A lesser-known arm of Barclays Capital is its Fund Solutions business, launched six years ago. This year it plans a further push into the high end of the retail market, writes Neal Underwood.
Barclays Capital Fund Solutions differs from its competitors in terms of its pure scale, says Bance. “We’ve got the structuring and the quantitative research. [Barclays Capital has] about 800 people in research of whom about 90 are managing directors. In the structuring department there are 200 people globally who are always looking to build solutions for institutional clients. We can roll some of these out to retail investors. There may be a number of products we build which are available later down the line for retail.”
Barclays Capital uses the proprietary Alpha Variance model for its quantitative analysis, which is used to aid the investment process on some of its funds.
“Increasingly, absolute return products require one person to take a purely qualitative view,” says Bance. “This is very difficult if you’re investing multi-asset and can invest long/short. There are so many different aspects to it. The asset management business is a global business; there’s been a roll-out in that in the last six to 12 months.”
Another differentiator is that, at least at present, none of the firm’s funds have a performance fee.

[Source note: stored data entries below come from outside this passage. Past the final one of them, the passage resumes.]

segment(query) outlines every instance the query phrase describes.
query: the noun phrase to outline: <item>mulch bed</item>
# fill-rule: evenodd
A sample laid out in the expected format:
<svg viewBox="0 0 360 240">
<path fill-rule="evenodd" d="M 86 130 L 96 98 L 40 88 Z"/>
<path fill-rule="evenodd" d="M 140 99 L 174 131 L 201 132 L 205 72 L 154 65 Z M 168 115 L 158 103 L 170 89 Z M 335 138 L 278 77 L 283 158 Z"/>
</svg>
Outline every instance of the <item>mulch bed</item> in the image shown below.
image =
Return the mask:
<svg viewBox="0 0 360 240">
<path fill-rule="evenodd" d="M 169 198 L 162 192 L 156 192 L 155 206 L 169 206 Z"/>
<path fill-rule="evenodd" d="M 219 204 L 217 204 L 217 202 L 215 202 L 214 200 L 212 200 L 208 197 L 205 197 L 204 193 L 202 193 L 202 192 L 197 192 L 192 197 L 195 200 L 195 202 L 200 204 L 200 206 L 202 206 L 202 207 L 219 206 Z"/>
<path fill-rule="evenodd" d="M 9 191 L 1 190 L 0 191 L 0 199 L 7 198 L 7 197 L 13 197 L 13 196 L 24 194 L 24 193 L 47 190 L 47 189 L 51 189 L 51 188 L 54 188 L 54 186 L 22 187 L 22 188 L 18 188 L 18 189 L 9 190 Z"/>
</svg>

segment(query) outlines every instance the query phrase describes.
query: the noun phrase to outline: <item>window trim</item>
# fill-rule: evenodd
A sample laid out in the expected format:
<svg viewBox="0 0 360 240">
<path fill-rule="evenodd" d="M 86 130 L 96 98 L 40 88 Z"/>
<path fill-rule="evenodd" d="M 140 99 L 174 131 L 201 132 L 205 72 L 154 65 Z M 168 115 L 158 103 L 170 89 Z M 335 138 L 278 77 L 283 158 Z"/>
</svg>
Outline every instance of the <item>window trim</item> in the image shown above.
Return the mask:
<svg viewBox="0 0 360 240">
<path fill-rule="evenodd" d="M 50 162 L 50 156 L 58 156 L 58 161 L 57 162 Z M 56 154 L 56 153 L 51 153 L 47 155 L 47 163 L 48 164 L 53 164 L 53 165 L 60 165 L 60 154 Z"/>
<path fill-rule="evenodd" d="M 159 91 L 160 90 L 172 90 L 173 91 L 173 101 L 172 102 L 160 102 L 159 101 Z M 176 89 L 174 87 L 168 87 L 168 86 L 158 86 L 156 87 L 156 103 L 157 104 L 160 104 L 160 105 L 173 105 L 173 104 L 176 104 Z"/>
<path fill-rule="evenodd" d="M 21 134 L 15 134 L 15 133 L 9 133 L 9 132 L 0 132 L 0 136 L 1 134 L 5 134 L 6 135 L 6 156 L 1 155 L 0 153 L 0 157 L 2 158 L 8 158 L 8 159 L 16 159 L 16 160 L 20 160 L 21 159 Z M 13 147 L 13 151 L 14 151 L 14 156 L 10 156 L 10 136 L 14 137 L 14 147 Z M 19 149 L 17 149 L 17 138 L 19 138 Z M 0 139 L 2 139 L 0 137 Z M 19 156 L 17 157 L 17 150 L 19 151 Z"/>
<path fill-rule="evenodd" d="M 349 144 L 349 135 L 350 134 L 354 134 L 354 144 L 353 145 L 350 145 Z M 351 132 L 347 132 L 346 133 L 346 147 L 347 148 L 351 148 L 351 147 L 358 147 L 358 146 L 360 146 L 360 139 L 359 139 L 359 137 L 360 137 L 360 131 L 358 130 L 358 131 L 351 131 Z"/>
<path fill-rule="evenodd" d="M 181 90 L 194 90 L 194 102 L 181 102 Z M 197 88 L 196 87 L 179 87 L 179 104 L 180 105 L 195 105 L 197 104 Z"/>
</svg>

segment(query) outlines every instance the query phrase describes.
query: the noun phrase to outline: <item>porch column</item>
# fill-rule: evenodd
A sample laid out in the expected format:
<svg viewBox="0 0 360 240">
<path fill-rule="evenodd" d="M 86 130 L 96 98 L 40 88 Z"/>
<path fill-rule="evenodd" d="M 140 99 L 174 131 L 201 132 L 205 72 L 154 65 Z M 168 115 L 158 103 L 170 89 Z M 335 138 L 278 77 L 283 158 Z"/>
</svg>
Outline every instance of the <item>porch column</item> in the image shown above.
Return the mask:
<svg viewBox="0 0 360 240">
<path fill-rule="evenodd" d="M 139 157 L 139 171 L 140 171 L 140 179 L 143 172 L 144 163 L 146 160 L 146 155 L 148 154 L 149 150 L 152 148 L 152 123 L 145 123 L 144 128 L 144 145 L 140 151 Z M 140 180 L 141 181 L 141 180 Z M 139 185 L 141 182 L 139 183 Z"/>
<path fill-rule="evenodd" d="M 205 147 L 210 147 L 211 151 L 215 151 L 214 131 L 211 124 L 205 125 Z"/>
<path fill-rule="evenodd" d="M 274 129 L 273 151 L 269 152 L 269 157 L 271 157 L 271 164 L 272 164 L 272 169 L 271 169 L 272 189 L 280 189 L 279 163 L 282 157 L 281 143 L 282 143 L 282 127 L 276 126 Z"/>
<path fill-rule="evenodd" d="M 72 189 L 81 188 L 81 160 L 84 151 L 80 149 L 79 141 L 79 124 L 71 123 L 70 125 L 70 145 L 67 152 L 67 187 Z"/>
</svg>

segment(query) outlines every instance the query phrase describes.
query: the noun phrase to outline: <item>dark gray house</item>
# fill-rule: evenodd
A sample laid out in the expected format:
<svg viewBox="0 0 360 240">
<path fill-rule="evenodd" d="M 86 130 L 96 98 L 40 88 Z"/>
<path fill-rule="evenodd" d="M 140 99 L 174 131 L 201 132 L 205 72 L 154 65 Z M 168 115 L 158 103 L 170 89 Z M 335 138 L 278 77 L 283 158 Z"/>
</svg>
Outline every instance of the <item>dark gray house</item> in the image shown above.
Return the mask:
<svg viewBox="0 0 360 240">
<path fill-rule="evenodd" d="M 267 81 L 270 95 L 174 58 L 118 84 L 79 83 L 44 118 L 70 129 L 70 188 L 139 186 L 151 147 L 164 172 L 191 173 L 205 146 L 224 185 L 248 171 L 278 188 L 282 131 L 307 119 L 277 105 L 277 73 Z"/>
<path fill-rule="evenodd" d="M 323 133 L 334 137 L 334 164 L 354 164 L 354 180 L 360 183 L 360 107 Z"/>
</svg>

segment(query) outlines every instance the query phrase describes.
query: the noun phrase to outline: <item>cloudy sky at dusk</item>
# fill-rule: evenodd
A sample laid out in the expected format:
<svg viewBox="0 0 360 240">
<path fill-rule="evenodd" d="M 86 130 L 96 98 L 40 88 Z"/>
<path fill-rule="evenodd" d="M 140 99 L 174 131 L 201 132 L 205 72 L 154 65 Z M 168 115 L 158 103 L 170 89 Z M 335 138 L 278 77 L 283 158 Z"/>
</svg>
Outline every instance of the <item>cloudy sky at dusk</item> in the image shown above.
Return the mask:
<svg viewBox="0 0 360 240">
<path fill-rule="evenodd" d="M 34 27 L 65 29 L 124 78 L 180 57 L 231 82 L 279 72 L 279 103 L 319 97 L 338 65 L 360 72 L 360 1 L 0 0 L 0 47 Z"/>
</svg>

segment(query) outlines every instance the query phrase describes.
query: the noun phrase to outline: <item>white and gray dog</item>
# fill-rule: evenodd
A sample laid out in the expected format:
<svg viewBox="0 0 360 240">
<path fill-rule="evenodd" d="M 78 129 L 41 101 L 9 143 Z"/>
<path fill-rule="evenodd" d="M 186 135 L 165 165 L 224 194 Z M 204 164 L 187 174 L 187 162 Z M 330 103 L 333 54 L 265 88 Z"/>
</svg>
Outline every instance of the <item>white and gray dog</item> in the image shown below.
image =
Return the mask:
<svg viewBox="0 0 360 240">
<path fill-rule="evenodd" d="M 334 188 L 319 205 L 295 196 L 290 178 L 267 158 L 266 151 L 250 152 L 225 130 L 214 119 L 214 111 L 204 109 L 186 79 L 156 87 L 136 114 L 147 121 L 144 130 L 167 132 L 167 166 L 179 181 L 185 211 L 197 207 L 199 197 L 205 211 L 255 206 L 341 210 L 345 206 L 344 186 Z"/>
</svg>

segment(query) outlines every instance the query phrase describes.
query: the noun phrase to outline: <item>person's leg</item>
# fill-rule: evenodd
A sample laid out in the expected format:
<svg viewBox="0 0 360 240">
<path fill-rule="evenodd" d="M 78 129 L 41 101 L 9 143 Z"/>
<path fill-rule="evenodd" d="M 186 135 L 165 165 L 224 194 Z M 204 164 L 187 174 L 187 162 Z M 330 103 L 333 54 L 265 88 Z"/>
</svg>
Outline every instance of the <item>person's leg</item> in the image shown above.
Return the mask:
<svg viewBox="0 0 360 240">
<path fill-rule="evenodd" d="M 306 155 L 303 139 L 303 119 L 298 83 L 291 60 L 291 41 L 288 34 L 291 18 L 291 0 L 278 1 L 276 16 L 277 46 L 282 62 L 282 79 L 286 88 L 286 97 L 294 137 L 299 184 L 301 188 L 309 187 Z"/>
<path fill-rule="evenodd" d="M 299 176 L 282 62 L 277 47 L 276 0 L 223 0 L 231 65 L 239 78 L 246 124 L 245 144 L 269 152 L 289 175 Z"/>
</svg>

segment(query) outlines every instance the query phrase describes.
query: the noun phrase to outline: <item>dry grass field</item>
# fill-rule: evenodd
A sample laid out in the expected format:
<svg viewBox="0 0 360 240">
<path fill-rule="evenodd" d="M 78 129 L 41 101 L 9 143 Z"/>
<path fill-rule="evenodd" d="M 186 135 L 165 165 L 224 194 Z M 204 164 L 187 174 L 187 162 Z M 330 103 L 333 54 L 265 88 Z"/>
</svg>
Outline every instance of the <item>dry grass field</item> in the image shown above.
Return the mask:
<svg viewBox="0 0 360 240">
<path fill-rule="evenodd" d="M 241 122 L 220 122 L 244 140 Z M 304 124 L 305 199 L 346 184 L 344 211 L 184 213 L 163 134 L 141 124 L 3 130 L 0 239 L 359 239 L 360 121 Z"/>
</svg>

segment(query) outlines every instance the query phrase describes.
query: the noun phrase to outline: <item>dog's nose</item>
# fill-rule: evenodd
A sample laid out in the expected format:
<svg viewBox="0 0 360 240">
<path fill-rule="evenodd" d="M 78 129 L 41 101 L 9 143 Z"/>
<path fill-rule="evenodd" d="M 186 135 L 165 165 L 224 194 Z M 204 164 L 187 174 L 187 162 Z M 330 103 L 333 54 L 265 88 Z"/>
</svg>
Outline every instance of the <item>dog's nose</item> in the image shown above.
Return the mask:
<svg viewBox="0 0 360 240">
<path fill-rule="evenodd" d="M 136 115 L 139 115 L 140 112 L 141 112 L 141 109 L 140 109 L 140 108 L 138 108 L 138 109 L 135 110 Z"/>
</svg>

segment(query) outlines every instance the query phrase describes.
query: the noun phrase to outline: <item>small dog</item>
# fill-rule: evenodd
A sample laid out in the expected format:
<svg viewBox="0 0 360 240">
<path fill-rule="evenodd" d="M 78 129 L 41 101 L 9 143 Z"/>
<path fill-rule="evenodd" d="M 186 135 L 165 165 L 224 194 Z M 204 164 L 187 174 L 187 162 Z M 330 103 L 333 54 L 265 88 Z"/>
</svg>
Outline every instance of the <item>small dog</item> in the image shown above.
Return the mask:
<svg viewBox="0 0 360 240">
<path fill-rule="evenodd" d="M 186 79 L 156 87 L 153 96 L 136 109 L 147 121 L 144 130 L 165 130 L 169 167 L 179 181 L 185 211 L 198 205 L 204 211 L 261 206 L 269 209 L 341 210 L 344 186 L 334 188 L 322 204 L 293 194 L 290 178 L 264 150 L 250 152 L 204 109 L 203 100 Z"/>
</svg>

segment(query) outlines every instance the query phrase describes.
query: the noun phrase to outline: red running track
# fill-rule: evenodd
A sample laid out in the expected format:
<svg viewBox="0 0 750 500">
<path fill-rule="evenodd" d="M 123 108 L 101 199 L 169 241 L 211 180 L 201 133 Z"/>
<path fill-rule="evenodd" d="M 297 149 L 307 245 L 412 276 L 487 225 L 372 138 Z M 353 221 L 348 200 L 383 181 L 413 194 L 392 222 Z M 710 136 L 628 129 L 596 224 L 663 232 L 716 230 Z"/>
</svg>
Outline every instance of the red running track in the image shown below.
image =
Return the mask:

Despite its scale, Bance still considers Fund Solutions an entrepreneurial business. “But you have the balance sheet of a large organisation and a good brand. It’s a unique combination. It’s a boutique within an organisation which is benefiting from all the infrastructure. It’s a nice match.”
The firm aims to grow appreciably over the next five years, according to Bance. “We’d like to see those assets grow significantly given the platform we’ve built and the hires we’ve made.
“With a presence in Asia, LatAm, Europe, Scandinavia and America we have a global footprint. Some products are better run from outside London. The Asian Reits fund, for example, uses a covered call overlay. This is run out of Hong Kong as we have the most experience in trading these derivatives there.”
While he is reluctant to put a definite number on a target for assets under management, given the uncertainty over how markets may perform, Bance says that moving from the present £4 billion to about £10 billion would be viewed as a success.
“It’s that type of incremental addition. We want scale and a broader range of products. We’re building more touch points and communications. Not many people know about Barcap having a £4 billion asset management arm.”